Owing to the differing logic of accounting and taxation, when calculating the tax base, the tax law differs in many respects from the recognition of accounting items that provides the basis for taxation. For example, the act on corporate tax does not allow depreciation to be recognised in line with the accounting act, does not permit provisioning, and only allows impairment to be recognised under certain conditions; but it is even very strict about determining when a claim is to be deemed non-recoverable. The purpose of all these provisions is to protect the tax base: the system should not provide taxpayers with an opportunity to exploit certain flexibilities in the accounting rules with the sole purpose of reducing their tax liability. And this is probably fair.

Below the surface

The practice of the tax authority and the courts in past years, however, has shown that the differences between accounting and corporate tax are not limited to the areas that are expressly defined in the corporate tax act as tax base modifying items. In the recent past this has led to the determining of a tax shortfall in many instances.

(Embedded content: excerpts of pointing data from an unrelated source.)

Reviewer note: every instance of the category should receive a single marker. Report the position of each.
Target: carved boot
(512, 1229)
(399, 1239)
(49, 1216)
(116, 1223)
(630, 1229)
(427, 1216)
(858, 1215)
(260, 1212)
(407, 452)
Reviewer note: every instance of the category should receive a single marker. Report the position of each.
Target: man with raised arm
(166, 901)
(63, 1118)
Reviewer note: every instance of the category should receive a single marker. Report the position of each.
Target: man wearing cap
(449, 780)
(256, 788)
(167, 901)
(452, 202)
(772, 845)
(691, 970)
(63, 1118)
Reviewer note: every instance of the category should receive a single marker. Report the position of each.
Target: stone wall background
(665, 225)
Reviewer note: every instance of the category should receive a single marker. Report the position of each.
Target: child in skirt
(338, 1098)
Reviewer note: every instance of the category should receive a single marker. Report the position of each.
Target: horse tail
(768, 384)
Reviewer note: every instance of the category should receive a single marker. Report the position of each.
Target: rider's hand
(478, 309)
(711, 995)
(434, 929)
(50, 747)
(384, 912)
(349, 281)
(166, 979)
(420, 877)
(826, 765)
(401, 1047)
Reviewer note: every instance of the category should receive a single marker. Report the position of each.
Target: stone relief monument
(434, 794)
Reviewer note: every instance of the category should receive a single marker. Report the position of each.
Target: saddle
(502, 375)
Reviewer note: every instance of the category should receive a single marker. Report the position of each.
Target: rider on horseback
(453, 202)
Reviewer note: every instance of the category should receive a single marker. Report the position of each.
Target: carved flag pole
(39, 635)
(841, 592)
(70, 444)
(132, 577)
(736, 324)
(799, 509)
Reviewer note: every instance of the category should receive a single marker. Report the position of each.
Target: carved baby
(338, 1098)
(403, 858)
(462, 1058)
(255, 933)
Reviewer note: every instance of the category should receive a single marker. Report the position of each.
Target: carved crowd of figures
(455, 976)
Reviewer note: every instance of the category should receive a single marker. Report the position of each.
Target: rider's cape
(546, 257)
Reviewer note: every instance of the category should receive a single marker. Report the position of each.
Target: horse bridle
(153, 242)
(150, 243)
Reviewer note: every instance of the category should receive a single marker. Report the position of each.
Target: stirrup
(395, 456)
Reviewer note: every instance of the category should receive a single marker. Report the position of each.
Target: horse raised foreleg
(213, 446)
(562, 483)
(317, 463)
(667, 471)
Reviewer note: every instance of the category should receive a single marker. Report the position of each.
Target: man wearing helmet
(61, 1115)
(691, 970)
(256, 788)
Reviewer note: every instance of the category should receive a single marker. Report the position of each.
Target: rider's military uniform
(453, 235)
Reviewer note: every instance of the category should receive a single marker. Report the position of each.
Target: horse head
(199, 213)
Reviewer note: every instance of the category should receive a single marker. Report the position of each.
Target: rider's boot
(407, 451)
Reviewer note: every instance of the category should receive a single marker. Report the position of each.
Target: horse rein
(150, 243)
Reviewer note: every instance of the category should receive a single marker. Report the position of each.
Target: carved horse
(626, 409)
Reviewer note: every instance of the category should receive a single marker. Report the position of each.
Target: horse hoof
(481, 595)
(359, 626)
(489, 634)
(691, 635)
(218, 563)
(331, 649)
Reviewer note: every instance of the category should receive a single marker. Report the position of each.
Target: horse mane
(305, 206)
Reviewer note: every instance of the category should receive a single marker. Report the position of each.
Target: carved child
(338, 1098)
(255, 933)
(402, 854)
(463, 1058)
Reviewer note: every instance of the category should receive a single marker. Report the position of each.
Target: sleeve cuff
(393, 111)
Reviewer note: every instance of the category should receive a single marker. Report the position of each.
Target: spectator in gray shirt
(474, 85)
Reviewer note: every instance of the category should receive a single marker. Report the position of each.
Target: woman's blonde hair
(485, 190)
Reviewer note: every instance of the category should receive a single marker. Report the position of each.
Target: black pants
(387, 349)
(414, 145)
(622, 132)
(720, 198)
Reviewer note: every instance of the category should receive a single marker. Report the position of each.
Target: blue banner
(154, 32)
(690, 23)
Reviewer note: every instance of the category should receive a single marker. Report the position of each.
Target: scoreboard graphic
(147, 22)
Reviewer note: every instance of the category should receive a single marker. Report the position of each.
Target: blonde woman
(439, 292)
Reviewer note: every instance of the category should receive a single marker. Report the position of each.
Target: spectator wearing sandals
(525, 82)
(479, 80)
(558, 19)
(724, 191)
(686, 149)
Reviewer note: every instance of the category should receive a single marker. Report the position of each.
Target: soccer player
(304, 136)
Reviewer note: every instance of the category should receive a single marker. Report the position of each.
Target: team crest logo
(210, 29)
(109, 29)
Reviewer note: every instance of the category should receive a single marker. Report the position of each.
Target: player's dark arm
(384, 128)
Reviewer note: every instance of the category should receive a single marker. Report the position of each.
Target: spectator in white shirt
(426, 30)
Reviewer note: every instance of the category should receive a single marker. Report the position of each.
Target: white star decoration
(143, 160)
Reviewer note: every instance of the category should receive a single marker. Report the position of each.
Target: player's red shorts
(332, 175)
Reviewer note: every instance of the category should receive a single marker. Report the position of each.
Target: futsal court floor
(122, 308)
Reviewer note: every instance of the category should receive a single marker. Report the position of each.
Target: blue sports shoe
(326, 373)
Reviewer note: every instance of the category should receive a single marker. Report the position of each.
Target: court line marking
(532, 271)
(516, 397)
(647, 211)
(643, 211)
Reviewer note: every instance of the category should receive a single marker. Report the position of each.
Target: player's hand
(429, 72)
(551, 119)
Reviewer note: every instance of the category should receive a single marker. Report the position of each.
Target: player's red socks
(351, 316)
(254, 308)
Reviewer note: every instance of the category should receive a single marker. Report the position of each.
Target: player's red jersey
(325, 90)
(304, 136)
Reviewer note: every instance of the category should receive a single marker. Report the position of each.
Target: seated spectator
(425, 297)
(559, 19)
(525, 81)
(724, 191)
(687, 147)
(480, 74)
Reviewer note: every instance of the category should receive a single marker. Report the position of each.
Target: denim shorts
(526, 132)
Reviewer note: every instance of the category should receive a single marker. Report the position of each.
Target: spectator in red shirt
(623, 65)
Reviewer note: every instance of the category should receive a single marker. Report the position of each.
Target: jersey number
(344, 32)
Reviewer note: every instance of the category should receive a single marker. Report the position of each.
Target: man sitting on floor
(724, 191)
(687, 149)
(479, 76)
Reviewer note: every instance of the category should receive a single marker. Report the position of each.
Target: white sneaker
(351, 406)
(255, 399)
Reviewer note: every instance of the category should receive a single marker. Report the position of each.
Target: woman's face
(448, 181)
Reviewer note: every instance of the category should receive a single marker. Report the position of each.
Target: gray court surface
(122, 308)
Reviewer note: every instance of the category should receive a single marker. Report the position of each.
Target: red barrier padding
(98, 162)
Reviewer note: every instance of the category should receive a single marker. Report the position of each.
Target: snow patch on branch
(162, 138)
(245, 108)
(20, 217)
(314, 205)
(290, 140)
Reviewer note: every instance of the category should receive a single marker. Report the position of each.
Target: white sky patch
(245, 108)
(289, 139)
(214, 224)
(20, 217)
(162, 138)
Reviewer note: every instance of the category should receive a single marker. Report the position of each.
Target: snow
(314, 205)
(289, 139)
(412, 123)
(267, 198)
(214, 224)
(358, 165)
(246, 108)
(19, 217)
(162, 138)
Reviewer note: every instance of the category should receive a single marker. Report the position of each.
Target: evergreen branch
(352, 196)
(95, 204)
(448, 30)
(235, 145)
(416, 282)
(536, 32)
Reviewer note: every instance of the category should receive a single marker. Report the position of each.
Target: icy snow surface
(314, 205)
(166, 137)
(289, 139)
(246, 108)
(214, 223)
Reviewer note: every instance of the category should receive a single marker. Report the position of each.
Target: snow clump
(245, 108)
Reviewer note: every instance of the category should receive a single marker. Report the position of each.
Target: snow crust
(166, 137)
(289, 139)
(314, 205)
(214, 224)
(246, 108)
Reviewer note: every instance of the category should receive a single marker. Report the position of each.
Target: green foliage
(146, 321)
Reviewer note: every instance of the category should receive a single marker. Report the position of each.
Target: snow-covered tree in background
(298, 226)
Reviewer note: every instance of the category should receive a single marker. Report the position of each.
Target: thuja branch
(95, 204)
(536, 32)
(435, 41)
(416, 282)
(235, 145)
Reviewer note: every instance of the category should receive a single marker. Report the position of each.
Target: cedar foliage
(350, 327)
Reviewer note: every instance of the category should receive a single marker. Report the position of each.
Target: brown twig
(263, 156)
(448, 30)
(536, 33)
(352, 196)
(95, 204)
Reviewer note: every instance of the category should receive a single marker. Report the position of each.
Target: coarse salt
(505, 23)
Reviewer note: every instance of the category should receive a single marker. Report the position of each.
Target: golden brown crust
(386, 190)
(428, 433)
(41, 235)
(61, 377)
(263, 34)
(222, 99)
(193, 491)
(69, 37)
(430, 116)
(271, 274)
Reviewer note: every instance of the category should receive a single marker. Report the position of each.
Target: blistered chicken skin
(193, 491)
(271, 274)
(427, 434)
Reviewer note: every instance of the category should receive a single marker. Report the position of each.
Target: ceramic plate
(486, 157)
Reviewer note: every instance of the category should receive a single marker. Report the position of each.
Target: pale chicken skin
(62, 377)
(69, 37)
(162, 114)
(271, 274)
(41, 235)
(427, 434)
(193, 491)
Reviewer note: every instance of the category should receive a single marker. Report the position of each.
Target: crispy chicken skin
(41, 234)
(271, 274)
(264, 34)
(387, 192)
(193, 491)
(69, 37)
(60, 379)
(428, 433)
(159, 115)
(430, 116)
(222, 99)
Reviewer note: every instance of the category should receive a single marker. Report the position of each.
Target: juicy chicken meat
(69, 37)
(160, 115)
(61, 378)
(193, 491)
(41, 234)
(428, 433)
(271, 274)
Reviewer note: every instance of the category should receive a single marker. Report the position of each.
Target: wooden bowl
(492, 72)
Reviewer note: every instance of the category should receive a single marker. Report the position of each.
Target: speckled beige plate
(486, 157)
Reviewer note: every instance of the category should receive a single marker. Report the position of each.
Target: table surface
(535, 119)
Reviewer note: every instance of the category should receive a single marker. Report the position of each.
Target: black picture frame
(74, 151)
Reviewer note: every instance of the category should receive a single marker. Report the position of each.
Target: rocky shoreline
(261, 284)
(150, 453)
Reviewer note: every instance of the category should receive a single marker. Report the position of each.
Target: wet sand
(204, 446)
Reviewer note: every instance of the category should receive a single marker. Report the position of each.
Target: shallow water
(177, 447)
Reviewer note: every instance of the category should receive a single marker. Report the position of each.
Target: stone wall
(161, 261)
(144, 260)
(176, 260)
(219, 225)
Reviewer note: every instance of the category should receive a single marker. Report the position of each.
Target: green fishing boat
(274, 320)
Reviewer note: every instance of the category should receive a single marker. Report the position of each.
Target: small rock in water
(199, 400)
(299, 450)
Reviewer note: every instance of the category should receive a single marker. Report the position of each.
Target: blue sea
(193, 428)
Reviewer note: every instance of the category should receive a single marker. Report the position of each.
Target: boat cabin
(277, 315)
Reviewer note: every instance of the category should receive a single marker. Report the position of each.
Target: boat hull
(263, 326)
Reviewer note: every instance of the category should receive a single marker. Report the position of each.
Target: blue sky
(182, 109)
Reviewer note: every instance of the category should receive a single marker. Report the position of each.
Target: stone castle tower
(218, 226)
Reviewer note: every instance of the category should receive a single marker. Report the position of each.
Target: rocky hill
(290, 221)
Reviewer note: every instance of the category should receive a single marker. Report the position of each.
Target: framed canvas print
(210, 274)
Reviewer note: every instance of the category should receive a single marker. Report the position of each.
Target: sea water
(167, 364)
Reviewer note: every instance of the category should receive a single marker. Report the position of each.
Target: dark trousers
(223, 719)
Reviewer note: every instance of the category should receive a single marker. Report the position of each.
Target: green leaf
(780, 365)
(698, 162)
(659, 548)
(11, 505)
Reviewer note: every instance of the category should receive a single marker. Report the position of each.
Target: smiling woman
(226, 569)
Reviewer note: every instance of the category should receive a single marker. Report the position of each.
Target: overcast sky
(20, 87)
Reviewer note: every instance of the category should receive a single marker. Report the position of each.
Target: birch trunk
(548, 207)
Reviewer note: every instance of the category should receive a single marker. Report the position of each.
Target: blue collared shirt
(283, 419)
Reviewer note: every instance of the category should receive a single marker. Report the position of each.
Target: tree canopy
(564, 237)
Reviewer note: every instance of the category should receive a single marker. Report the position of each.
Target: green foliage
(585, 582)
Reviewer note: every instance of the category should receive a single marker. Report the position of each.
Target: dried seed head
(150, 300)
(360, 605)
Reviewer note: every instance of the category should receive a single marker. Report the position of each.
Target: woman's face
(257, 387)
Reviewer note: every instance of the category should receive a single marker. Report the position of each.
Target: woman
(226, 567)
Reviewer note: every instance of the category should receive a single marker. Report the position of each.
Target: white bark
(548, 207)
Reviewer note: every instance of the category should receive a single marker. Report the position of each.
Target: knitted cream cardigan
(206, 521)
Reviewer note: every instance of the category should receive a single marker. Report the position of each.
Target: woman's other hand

In a recent case, a prudent enough company wrote off one of its investments, having realised that its business objectives related to a project would not be achieved. In the view of NAV (the Hungarian tax authority), however, it was too cautious, because it was still too early to determine with absolute certainty that the project had failed. On these grounds the tax authority determined a tax shortfall for the year in which the business wrote off – both in its accounts and in its tax return – the assets related to the investment in question. The sting in the tail was that the company was also subject to the Robin Hood tax, where losses cannot be deferred, and so when exactly the write-off was accounted for was far from irrelevant.

In another case, the business already knew that a product, almost at the end of its shelf life, was entirely unsaleable in the market, and so it wrote off its value in the company’s books. NAV, on the other hand, concluded that even if a product’s sell-by date expires in a few days, it can still be sold, and therefore – at least from a tax perspective – recognising the loss was not warranted. This case also ended with the imposition of a substantial tax penalty.

Recent judicial practice reveals many other similar cases. These usually centre on the fact that while the business recognises a loss in accordance with its accounting policy, the tax authority does not accept the grounds for doing so, and accordingly, does not permit its impact to be stated in the tax return. This is an alarming tendency, especially given that it is not clear where the boundary lies beyond which a loss is recognisable in accounting terms but not for the purposes of the tax laws. It is also to be noted that, the tax laws do not even give an explicit mandate for the tax authority to challenge the accounting, and so the legal basis for this practice on the part of the tax authority is also highly questionable.

The way ahead

It’s clear that just because an event is correctly booked in accounting terms, it is by no means certain that NAV will also approve of it. Even where the auditor has signed off on the accounting recognition of a given item, the tax authority may still call into question the recognition of that item for the purposes of corporate tax. When booking every major accounting event, therefore, it is advisable to give special consideration to how the business intends to state the item in question when it is time to fill in the corporate tax return.

The option of switching to IFRS, which will be introduced from 2017, is likely to bring further complications. This is because IFRS allows much greater freedom with respect to certain accounting matters than the currently effective accounting act. It is not clear at the moment how this will influence the already ambiguous boundaries between the accounting act and the act on corporate tax.